VAEs are generative models. This means that after being trained on real data, they can generate seemingly realistic data by taking points from their latent space, and running them through the decoder.

SampleVAE makes use of this to provide several unique ways to generate audio (or rather spectrograms, which are then converted to audio via the Griffin-Lim algorithm).

Random Sampling

The simplest way to generate a sound (and save it to a file called 'generated.wav') is to just pick a random point from latent space and run it through the decoder.


The results are literally very random. They tend to fall within the category of sounds the model was trained on, e.g. drum sounds, but often also produce very unique and alien-sounding sounds.

Re-Generating a Sound

Another way is to take an input file, find its embedding, and then decode this again. This can be seen as a kind of distortion of a sound.

tool.generate(out_file='generated.wav', audio_files=[input_file])

This gets even more interesting when using the additional variance parameter to add some noise to the embedding before decoding. This can generate infinite variations on the same input file.

Combining Multiple Sounds

Maybe the most interesting way to generate new sounds is to combine multiple sounds.

tool.generate(out_file='generated.wav', audio_files=[input_file1, input_file2])

This embeds all files passed in, averages their embedding, and decodes the result.

Optionally, one can pass the weights parameter, a list of floats, to combine the vectors in ways that are not simple averages. This allows for example to add more of one sound and less of another (and also to interpolate between sounds).

In addition, it allows for other interesting embedding vector arithmetic, such as subtracting one sound from another. For example subtracting a short sound with high attack from another sound might soften that sound’s attack.

Of course all this can be combined with the variance parameter to add randomness.

Sound Similarity Search

Most producers will know this issue. You have a sample that sort of works, but you’d like to experiment with other similar samples. The problem is if you have a large sample library, it gets extremely hard to find samples. So you often end up using the same ones over and over again, or settle for something that’s not ideal.

The find_similar function of the SampleVAE tool allows you to solve this issue, by looking through your sample library (specified when initialising the tool), comparing embeddings, and returning the most similar samples.

For example, if I want to find the five most similar sounds to a particular snare sample, I can run the following code to get a list of the files, their onset times (more on this in a second), and their Euclidean distance from the target file in embedding space.

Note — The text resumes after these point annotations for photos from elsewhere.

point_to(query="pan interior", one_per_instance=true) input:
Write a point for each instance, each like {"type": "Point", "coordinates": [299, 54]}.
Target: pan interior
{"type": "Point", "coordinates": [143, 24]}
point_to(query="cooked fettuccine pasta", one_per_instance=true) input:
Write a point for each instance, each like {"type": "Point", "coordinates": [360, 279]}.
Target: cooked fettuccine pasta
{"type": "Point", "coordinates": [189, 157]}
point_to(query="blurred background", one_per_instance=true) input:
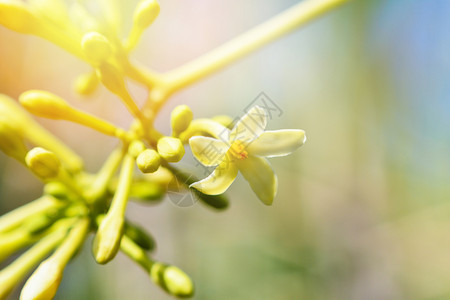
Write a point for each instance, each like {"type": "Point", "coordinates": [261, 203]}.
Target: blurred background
{"type": "Point", "coordinates": [363, 209]}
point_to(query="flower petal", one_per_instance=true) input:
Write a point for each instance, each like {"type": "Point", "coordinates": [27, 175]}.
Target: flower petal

Finding similar files to a given snare sound.

The library used in the above example was small, only a few hundred drum sounds. But the tool found several similar snare sounds, as well as some hihat sounds that apparently sound very snare-like. Note that the file it deemed most similar (with distance zero) was actually the input file itself, which also happened to be contained in the library.

The current implementation of SampleVAE treats all samples as exactly two seconds long. Longer files get cropped, shorter ones padded. However, for the sake of the sample library, one can specify library_segmentation=True when initialising the tool to segment larger files into multiple two second slices. The onset (in seconds) then marks where in the long file the similiar sample is.

This could for example be useful if you have long field recordings and would like to find particular sounds within them (as might be applicable in the soundscapes genre of the Lab).


Finally, the tool can be used to classify samples into several unique classes. Two of the pre-trained models have a classifier associated with them.

The first one, model_drum_classes, was trained on a dataset of roughly 10k drum sounds, with a classifier of nine different drum classes (e.g. kick, snare, etc). The confusion matrix for this model is below.

Confusion matrix for a model trained to predict nine drum types.

We can see that many classes are recognised fairly well, with a fair amount of confusion between the low, mid, and high toms.

To use the prediction function, simply run

probabilities, most_likely_class = tool.predict(input_file)

This return a probability vector over all classes, as well as the name of the class with the highest probability.

The potential applications of this kind of classification are large. For example, our interactive audiovisual installation Neural Beatbox, which was exhibited at the Barbican Centre in London this summer, uses this kind of classification as one of its main AI components.